It has also been suggested that Hubbard secured some of the material incorporated into Scientology from Jack Parsons, a follower of Aleister Crowley and briefly the head of a Lodge of Crowley’s Ordo Templi Orientis in Pasadena.
“That Hubbard was associated with Parsons early in 1946 is not in doubt, although a press release issued by the Church of Scientology after the appearance of Alexander Mitchell’s article offers a different interpretation of the facts, claiming that he was sent to live with Parsons by ‘certain agencies [which] objected to nuclear physicists being housed under the same roof’. There is no evidence that Hubbard’s system of Scientology owes any great debt to that of Crowley, Parsons or the O.T.O. Indeed none of the four members of Crowley’s order whom I have contacted in England and America has been able to confirm any significant points of similarity. The only apparent similarities are those which are common to a number of systems of magical and occult practice – for example, the belief that the individual has supernatural abilities such as telepathy, teleportation, and telekinesis, which can be achieved or regained through mental and spiritual exercises. In the case of many magical and occult systems these practices and their goals have been absorbed from Yoga.”

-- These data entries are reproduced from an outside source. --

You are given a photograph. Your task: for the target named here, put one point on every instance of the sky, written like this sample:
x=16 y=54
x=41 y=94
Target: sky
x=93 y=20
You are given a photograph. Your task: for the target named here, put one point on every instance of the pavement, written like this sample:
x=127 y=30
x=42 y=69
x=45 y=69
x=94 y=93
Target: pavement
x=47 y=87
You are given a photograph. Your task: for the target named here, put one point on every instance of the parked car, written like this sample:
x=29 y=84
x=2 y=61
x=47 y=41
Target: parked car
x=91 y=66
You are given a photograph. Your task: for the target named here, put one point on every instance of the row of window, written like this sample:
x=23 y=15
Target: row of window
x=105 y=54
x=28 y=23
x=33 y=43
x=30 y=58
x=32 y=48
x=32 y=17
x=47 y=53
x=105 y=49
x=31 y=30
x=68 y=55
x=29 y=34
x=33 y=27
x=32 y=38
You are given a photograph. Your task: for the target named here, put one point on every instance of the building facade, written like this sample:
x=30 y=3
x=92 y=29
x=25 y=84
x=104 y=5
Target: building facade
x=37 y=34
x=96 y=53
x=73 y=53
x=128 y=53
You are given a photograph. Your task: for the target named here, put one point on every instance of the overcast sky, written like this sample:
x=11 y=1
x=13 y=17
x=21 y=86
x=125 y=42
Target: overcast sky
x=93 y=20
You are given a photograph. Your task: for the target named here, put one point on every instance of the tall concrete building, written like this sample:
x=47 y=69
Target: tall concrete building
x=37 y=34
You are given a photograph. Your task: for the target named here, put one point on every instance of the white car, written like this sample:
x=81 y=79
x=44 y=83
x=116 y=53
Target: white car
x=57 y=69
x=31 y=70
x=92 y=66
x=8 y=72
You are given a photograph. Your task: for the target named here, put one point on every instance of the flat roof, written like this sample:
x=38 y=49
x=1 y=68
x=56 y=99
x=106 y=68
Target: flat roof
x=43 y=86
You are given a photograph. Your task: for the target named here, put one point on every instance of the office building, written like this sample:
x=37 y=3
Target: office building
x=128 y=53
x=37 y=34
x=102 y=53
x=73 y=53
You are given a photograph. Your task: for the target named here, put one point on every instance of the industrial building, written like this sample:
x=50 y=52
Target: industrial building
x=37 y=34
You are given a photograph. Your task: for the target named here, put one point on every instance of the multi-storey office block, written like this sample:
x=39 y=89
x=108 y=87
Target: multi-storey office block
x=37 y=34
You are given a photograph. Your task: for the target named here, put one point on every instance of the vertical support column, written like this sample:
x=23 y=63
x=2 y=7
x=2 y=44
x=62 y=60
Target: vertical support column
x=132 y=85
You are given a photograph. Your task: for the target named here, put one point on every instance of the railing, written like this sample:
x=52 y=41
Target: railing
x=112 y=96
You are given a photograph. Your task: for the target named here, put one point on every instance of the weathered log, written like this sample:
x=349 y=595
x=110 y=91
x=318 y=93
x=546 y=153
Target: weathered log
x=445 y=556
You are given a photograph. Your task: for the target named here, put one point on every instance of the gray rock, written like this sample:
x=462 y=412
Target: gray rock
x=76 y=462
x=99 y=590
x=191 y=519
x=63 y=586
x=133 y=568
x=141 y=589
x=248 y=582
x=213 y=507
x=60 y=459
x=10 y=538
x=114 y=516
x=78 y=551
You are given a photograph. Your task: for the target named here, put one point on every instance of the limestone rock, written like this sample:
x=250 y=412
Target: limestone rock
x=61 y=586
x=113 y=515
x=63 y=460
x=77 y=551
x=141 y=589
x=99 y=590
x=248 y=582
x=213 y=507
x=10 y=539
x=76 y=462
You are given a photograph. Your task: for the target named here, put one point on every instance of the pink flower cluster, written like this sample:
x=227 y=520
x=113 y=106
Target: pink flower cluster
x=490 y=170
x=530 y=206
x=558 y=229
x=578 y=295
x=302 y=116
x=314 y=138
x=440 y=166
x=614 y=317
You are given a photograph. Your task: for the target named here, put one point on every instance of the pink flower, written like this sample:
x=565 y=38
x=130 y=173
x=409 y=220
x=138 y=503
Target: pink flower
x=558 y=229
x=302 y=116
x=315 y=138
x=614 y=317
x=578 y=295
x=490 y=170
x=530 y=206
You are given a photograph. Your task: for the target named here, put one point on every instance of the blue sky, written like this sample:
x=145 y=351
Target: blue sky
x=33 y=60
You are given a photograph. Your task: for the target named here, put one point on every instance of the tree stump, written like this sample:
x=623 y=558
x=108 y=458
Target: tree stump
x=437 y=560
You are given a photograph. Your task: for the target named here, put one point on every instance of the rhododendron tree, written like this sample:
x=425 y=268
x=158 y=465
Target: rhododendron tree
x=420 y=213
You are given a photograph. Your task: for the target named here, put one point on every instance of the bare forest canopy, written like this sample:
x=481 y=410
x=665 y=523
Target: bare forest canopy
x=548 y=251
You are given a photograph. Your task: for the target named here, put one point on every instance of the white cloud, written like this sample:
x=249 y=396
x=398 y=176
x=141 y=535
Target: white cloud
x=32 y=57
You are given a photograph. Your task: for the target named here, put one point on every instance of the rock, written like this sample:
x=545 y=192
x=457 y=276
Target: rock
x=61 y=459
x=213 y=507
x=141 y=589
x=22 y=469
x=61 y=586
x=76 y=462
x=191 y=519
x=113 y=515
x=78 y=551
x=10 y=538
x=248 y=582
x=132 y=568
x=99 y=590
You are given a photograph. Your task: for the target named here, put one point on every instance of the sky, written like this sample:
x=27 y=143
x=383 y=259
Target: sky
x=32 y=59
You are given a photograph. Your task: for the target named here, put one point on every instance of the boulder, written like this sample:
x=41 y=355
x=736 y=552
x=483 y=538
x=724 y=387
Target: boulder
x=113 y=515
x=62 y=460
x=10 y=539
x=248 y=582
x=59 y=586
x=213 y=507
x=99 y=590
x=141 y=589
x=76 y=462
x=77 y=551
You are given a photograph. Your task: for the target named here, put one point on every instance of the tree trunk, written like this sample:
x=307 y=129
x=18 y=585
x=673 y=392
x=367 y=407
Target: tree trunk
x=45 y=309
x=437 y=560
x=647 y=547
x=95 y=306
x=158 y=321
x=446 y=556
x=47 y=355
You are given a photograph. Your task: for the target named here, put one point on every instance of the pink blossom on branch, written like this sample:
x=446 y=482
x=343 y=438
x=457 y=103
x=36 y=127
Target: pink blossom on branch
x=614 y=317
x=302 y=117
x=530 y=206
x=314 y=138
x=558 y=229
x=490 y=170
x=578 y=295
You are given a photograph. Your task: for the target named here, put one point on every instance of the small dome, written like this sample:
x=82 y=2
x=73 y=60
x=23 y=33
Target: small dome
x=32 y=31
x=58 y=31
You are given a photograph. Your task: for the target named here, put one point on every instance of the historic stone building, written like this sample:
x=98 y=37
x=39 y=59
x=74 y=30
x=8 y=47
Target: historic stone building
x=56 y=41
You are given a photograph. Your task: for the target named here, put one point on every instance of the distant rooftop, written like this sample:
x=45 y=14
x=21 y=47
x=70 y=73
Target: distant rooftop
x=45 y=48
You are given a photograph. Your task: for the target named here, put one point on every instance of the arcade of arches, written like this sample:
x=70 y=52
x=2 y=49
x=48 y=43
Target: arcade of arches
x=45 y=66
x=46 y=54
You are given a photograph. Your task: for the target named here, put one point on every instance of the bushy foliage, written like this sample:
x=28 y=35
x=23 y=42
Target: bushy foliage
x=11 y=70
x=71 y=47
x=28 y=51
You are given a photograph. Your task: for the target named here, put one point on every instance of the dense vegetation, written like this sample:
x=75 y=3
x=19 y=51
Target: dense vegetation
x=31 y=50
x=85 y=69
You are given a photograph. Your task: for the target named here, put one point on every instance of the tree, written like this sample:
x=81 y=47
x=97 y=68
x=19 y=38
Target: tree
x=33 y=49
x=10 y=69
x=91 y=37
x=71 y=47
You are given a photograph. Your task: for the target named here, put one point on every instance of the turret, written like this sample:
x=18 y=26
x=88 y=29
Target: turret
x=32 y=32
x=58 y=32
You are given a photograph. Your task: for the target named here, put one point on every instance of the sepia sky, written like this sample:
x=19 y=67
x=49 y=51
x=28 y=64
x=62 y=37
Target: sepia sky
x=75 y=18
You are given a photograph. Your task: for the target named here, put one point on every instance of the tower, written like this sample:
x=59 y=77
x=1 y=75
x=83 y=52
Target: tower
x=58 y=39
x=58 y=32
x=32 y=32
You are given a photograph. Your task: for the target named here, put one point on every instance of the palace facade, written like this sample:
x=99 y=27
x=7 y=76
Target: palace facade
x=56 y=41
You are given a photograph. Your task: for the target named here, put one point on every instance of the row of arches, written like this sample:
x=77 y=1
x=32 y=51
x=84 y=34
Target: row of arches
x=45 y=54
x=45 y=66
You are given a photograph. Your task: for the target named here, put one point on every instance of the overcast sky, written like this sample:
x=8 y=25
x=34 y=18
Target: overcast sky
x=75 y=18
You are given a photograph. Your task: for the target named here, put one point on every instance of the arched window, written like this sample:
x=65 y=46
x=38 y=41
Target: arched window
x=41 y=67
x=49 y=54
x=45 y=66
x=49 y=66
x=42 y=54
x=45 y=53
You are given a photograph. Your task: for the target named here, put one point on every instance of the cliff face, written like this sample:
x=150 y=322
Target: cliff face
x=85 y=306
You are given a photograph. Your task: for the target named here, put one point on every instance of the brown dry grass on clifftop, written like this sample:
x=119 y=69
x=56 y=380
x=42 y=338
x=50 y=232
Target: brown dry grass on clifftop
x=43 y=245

- ↑ Although he does not refer to Hubbard by name, I think there can be no doubt that this is the implication to be drawn from Kenneth Grant’s remark that an unnamed associate of Parsons after the death of the latter ‘is still at large, having grown wealthy and famous by a misuse of the secret knowledge which he had wormed out of Parsons’. Kenneth Grant, The Magical Revival (Muller, London, 1972), p. 107. The context makes it quite clear that Hubbard is the man referred to. The same implication is to be found in a newspaper feature by Alexander Mitchell, ‘The odd beginning of Ron Hubbard’s career’, Sunday Times, 5 October 1969, p. 11.
- ↑ Which are misreported or misunderstood in some particulars by Mitchell.
- ↑ This press statement was for the most part reproduced in the Sunday Times, 28 December 1969. The newspaper also paid the Church of Scientology a small sum in settlement of an action initiated by the Church in respect of Mitchell’s article. (Parsons was a research chemist working at the California Institute of Technology.)
- ↑ The author, John Symonds, also paid a sum in settlement after his book on Crowley, The Great Beast, suggested a connexion between Crowley’s ‘tenet’s of black magic’ and ‘the principles of Scientology’ (The Guardian, 22 November 1974).